After all, markets are necessarily more interested in where prices are going rather than where they have been, and if there is some light at the end of the tunnel as regards US-China trade differences, that will give the global economy a material fillip.
But even the most pessimistic commentator would have to acknowledge that some form of trade deal would give Hong Kong’s economy something of a boost.
More generally, markets could well conclude that, at the present juncture, it might actually suit China to cement some kind of trade deal with the United States.
Only last week, new data from China’s National Bureau of Statistics showed the manufacturing purchasing managers’ index at 49.3 in October.
That was below the consensus forecast of analysts polled by Bloomberg for an unchanged reading from September’s 49.8. Some form of trade war settlement would surely improve confidence among Chinese manufacturers.
Given that the US will be a major source of the kind of inward foreign investment China wishes to encourage, Beijing might decide this is the optimal moment to build bridges with Washington over trade differences.
If a “phase one” trade deal is being finalised, it might be that tariffs have already topped out.
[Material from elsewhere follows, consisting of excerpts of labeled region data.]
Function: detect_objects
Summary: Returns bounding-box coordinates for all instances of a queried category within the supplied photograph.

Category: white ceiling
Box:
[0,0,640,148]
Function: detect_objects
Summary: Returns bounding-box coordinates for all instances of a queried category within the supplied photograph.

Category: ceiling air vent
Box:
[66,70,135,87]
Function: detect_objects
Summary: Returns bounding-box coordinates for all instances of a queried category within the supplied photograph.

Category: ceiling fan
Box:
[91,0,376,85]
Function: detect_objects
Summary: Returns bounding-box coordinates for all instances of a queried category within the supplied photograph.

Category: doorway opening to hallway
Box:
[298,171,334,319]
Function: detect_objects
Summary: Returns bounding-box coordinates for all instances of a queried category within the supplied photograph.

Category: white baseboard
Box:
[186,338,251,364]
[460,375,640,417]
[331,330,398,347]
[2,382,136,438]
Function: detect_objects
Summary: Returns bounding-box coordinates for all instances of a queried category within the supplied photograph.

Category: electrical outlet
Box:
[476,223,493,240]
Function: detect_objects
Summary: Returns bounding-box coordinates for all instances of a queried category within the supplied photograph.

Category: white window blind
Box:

Yet, in explaining the logic behind last week’s US interest rate cut, Federal Reserve chairman Jerome Powell emphasised that “weakness in global growth and trade developments have weighed on the [US] economy”, while acknowledging that if a “phase one” trade deal is signed off “that would bode well for business confidence and perhaps activity over time”.
Additionally, as Powell stated, “monetary policy operates with a lag”, so the full effects of the Fed’s moves “will be realised over time.”
Consequently, the effects of US monetary policy easing, which itself has been materially shaped by Fed concerns about the trade war, will only become evident in the coming months, just as the first-phase deal has potentially been achieved. Thus, the world economy could end up with a double boost.
Although august institutions such as the IMF and the OECD have cut their global economic forecasts, there is room for a more positive narrative that might prove persuasive to markets. Even a partial trade deal will be beneficial to the global economy.
With that in mind, markets should look beyond the gloom. A more upbeat outlook might prove more profitable.